David Thelen received his Ph.D from the University of Wisconsin in 1967 and has taught at the universities of Wisconsin, Missouri (Columbia), Amsterdam, and Indiana (Bloomington). Since 1985 he has been professor of history at Indiana University and editor of the Journal of American History.

His scholarship has focused on attempts by Americans to turn their everyday experiences into means to control their lives. His books include The New Citizenship: Origins of Progressivism in Wisconsin, 1885-1900 (1972); Robert La Follette and the Insurgent Spirit (1976); Paths of Resistance: Tradition and Democracy in Industrializing Missouri (1986); Becoming Citizens in the Age of Television (1996); and (with Roy Rosenzweig), The Presence of the Past (1998).

He has been interested in the practice of history, particularly in how to bridge gaps between people's personal experiences and professional historical scholarly practice. In particular, he has explored alternatives to professional American practice posedby amateurs in the United States and professionals abroad and lectured onthese subjects in recent years in the US, Britain, Spain, Argentina, Israel, The Netherlands, South Africa, and Australia.

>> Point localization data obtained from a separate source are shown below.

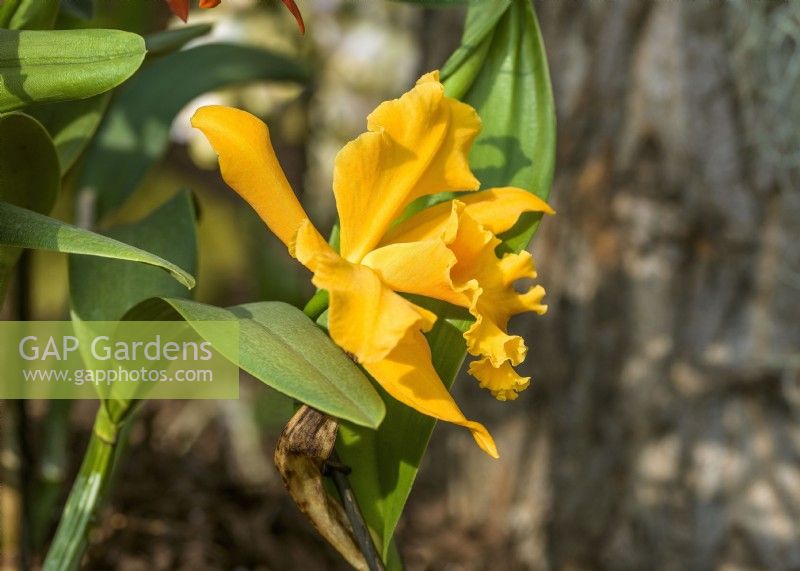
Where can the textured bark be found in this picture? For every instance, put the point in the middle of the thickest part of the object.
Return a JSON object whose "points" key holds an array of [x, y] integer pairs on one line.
{"points": [[661, 428]]}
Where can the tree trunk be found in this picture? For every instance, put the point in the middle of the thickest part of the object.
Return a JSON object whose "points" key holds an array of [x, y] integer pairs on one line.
{"points": [[662, 426]]}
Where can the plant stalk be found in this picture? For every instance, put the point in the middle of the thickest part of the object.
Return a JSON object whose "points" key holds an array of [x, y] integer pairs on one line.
{"points": [[72, 535], [354, 514]]}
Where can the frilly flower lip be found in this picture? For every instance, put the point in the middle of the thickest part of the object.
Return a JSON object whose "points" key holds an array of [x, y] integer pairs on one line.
{"points": [[181, 9], [414, 146]]}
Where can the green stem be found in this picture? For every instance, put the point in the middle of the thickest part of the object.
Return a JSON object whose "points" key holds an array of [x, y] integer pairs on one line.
{"points": [[71, 537], [51, 470]]}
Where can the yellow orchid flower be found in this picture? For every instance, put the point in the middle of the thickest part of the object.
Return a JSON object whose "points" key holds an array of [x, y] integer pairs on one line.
{"points": [[415, 146]]}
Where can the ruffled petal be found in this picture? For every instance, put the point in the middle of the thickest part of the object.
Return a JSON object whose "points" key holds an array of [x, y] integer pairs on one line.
{"points": [[421, 268], [365, 318], [408, 375], [415, 146], [296, 13], [503, 382], [496, 209], [250, 167]]}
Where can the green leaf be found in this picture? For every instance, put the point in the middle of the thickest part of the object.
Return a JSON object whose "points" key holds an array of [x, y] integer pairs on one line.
{"points": [[283, 348], [135, 132], [28, 14], [501, 70], [503, 74], [166, 41], [23, 228], [59, 65], [29, 175], [71, 124], [104, 290]]}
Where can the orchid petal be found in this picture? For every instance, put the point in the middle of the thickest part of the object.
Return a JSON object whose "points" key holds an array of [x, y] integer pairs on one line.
{"points": [[416, 145], [365, 318], [407, 374], [250, 167]]}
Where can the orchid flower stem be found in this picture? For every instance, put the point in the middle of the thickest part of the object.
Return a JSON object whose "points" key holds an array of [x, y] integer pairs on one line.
{"points": [[72, 535], [313, 309], [317, 305], [22, 428], [354, 514]]}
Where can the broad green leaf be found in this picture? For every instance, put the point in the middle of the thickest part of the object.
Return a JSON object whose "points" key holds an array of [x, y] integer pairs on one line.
{"points": [[283, 348], [59, 65], [104, 290], [510, 88], [71, 124], [29, 175], [28, 14], [135, 132], [23, 228], [166, 41], [501, 70]]}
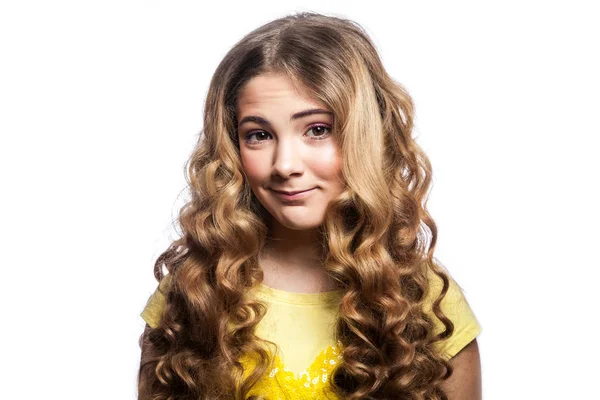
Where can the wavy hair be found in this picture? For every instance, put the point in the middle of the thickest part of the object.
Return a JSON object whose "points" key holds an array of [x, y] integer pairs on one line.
{"points": [[378, 235]]}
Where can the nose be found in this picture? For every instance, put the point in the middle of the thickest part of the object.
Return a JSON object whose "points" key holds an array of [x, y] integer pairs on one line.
{"points": [[287, 159]]}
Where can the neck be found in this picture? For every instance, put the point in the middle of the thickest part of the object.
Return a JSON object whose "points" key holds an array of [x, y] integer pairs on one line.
{"points": [[292, 260]]}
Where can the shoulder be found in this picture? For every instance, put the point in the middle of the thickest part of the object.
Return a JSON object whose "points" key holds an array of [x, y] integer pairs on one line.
{"points": [[455, 307]]}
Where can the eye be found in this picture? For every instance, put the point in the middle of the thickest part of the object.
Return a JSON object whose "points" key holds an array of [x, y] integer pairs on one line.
{"points": [[260, 136], [320, 131]]}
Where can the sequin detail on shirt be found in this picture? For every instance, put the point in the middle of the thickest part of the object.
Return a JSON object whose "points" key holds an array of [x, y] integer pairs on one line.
{"points": [[312, 383]]}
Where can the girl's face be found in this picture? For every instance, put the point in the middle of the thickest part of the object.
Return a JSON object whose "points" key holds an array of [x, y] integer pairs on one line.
{"points": [[286, 146]]}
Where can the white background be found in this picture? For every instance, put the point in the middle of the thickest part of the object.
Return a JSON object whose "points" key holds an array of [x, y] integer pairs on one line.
{"points": [[100, 106]]}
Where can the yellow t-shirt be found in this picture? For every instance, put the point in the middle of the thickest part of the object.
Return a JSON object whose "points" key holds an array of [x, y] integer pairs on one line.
{"points": [[302, 325]]}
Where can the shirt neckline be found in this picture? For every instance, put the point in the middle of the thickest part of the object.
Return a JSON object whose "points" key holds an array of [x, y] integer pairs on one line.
{"points": [[283, 296]]}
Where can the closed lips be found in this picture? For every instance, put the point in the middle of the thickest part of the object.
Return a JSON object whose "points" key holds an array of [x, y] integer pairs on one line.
{"points": [[294, 192]]}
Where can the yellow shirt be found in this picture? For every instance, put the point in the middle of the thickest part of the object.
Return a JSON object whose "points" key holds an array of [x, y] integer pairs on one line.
{"points": [[302, 325]]}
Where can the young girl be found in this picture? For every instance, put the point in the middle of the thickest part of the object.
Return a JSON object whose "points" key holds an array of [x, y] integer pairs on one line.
{"points": [[305, 266]]}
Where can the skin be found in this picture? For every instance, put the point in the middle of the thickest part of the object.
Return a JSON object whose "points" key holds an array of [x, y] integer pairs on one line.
{"points": [[292, 155], [465, 382], [289, 154]]}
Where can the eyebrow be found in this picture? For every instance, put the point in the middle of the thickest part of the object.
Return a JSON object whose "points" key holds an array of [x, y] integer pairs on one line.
{"points": [[298, 115]]}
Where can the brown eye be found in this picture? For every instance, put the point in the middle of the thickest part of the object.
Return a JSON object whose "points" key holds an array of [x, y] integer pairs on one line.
{"points": [[260, 136], [319, 131]]}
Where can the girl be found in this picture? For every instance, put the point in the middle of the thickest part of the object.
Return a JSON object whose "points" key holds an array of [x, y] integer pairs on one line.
{"points": [[305, 266]]}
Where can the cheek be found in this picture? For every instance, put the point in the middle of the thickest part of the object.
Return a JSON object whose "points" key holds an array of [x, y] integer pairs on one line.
{"points": [[327, 163], [253, 165]]}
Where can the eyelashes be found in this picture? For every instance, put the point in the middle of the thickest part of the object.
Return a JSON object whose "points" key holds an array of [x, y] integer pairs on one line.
{"points": [[260, 133]]}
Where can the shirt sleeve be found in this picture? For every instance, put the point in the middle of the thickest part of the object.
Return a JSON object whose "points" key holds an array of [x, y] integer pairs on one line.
{"points": [[457, 309], [152, 313]]}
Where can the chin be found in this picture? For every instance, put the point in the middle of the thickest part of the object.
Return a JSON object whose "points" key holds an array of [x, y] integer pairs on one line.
{"points": [[299, 222]]}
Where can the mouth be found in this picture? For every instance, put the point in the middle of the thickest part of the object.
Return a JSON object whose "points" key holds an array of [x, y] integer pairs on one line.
{"points": [[295, 195]]}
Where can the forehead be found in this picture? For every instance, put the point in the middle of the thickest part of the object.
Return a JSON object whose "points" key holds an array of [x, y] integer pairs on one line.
{"points": [[273, 89]]}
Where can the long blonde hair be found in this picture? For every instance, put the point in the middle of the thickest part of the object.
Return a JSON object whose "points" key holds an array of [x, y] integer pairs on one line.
{"points": [[378, 234]]}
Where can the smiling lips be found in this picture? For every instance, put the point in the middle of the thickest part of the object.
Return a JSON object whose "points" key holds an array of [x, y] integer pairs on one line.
{"points": [[293, 195], [290, 192]]}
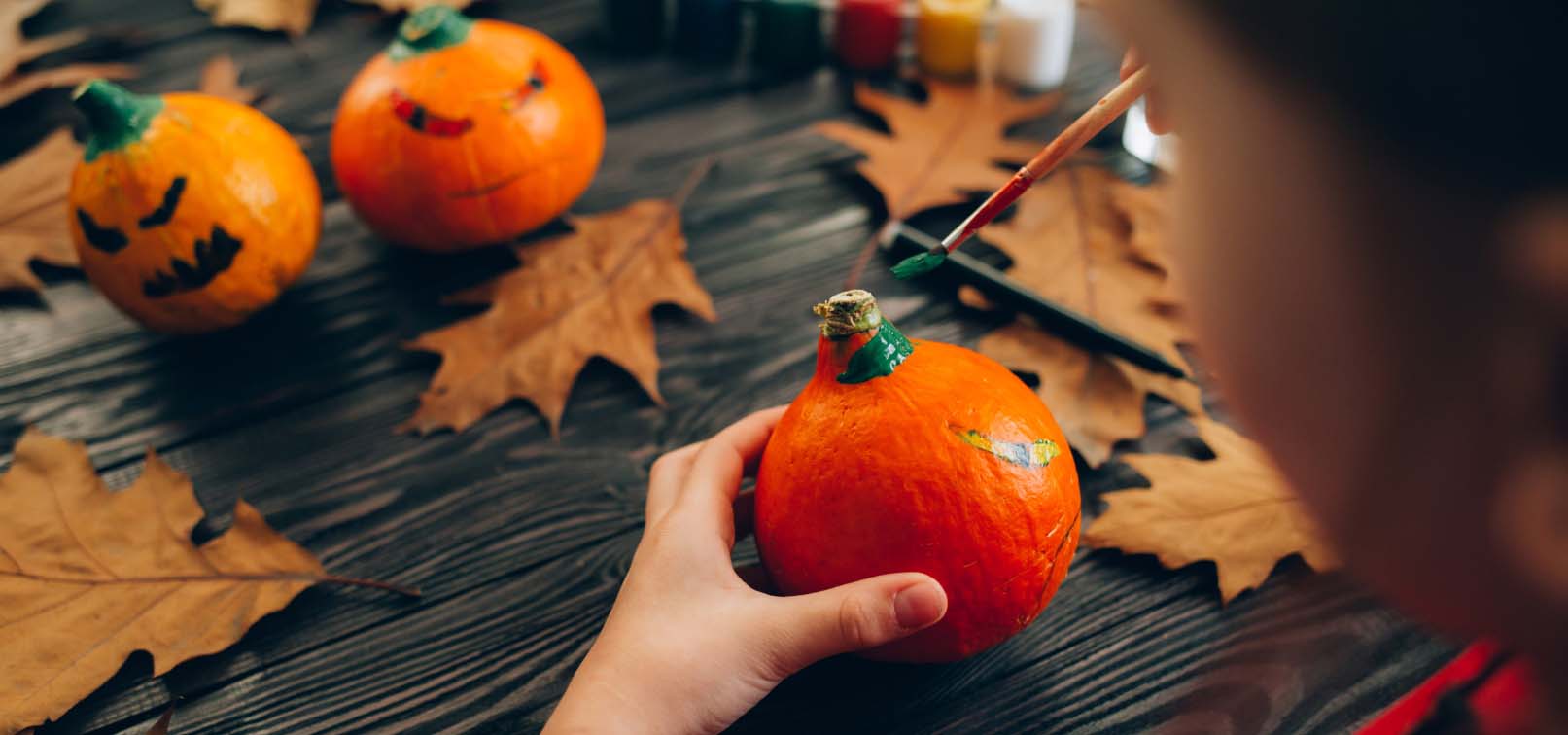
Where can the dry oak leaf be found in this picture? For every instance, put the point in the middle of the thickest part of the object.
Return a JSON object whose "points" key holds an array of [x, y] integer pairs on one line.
{"points": [[89, 576], [16, 51], [292, 16], [33, 210], [1233, 509], [220, 77], [944, 151], [575, 297], [1071, 245]]}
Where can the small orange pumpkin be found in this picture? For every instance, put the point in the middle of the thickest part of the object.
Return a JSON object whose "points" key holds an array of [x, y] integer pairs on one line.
{"points": [[918, 456], [189, 212], [466, 132]]}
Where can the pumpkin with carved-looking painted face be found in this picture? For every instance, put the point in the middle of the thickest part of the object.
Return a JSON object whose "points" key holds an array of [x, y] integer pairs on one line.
{"points": [[466, 132], [189, 212]]}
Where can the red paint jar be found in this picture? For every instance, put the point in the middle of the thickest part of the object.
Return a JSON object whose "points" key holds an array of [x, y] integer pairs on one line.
{"points": [[869, 33]]}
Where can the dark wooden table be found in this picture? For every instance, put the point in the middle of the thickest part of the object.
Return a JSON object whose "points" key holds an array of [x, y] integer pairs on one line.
{"points": [[521, 541]]}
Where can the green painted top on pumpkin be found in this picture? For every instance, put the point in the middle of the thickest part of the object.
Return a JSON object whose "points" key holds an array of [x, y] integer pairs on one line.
{"points": [[427, 30], [854, 312], [117, 117]]}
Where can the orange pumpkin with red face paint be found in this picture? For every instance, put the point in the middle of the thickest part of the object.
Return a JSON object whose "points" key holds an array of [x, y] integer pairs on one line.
{"points": [[189, 212], [466, 132], [918, 456]]}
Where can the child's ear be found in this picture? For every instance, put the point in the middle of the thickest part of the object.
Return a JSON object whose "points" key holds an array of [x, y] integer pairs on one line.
{"points": [[1531, 501]]}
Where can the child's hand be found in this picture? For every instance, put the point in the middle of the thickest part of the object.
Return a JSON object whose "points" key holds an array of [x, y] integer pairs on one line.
{"points": [[688, 646]]}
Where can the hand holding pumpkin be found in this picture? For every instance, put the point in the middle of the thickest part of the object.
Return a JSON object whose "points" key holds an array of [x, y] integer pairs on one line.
{"points": [[688, 646]]}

Roy Rosenzweig received his Ph.D from Harvard University in 1978 and began teaching at GMU in 1981. He is the co-author of The Park and the People: A History of Central Park (1992); the author of Eight Hours for What We Will: Workers and Leisure in an Industrial City (1983); the co-editor of Experiments in History Teaching (1977); Presenting the Past: Essays on History and the Public (1986); Government and the Arts in Thirties America (1986); and History Museums in the United States: A Critical Assessment (1989); the co-producer of a documentary film, Mission Hill and the Miracle of Boston (1979). He has also written articles on the history of film, radicalism, the Great Depression, and leisure as well as on oral history and public history.

For the past decade or so, he has been working to explore the possibilities of new technology and new media for history. Some of those efforts led to the publication of prize-winning multimedia CD-ROM, Who Built America? From the Centennial Celebration of 1876 to the Great War of 1914 (1993) and its forthcoming sequel. The Center for History and New Media at GMU, which he founded and directs, sponsors a number of projects that use the World Wide Web and CD-ROM in teaching presenting the past to a variety of audiences.